La BAD a créé Africa50 comme plateforme de capital-investissement, avec une société de développement de projets et une autre de financement de projets, pour bâtir des infrastructures rentables sur le continent.
La part manquante de l’Afrique dans une opportunité mondiale de 2 900 milliards de dollars
Adesina a indiqué que depuis sa création, Africa50 a investi dans des projets d’une valeur supérieure à 8 milliards de dollars.

« Mais davantage est nécessaire, surtout du secteur privé », a-t-il ajouté.
L’Afrique, selon lui, devrait capter une part significative du marché mondial des obligations vertes (2 900 milliards $), mais elle ne représente actuellement qu’un peu moins de 1 % de ces émissions.
La BAD a lancé l’Alliance pour les infrastructures vertes en Afrique (AGIA), pour mobiliser 500 millions $ pour la préparation de projets et 10 milliards $ pour les investissements verts. Africa50 est le partenaire général du fonds de développement AGIA, avec plusieurs partenaires limités, dont les pays du G7.

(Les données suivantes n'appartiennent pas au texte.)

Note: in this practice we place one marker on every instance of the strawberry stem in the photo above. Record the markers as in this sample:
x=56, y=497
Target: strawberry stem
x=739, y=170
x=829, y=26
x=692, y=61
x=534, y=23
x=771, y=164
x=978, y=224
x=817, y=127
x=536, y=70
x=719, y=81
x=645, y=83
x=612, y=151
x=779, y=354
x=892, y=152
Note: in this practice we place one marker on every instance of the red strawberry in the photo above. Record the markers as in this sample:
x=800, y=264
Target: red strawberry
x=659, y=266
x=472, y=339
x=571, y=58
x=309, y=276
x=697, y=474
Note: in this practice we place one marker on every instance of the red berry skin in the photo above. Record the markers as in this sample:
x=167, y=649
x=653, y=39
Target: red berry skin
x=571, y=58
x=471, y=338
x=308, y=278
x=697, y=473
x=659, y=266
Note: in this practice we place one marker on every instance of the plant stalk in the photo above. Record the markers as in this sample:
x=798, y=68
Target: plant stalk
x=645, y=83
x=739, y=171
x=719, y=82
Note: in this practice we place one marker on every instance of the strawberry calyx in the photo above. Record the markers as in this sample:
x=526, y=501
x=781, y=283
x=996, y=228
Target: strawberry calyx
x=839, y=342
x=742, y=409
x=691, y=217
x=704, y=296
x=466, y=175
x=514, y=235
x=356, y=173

Afin de mutualiser les garanties à grande échelle, la BAD va créer une Agence africaine de gestion des risques, qui regroupera les instruments de garantie existants. Elle couvrira les risques liés aux capitaux propres, au climat, au refinancement et aux contextes politiques.
Africa50 pilote également le recyclage d’actifs, permettant aux États de transférer des infrastructures existantes au secteur privé pour récupérer des liquidités et réduire leur endettement.
« Le pont de Sénégambie, financé à hauteur de 104 millions $ par la BAD, a été le premier projet utilisé dans le cadre du recyclage d’actifs. Le programme a été un succès, car la Gambie a pu récupérer la totalité de sa mise initiale via Africa50 », a précisé Adesina.
Un soutien politique fort au sommet
Ce regain de dynamisme pour les partenariats économiques États-Unis–Afrique a reçu un soutien politique de haut niveau, avec la participation de sept chefs d’État, de plusieurs Premiers ministres et dirigeants d’organisations régionales clés.

Parmi les personnalités présentes figuraient les présidents :
- Denis Sassou Nguesso (Congo),
- Faustin-Archange Touadéra (RCA),
- Félix Tshisekedi (RDC),
- Taye Aske Selassie (Éthiopie),
- Duma Gideon Boko (Botswana),
- Netumbo Nandi-Ndaitwah (Namibie),
- Brice Clotaire Oligui Nguema (Gabon).
Ainsi que les Premiers ministres :
- Gervais Ndirakobuca (Burundi),
- Robert Beugré Mambé (Côte d’Ivoire),
- Russell Mmiso Dlamini (Eswatini),
- Manuel Osa Nsue Nsua (Guinée équatoriale),
- Christian Louis Ntsay (Madagascar),
et la Vice-première ministre du Lesotho, Nthomeng Justina Majara.
Le sommet a également accueilli Mahamoud Ali Youssouf (président de la Commission de l’Union africaine), l’ambassadeur Gilberto Da Piedade Verissimo (président de la CEEAC) et Elias M. Magosi (secrétaire exécutif de la SADC).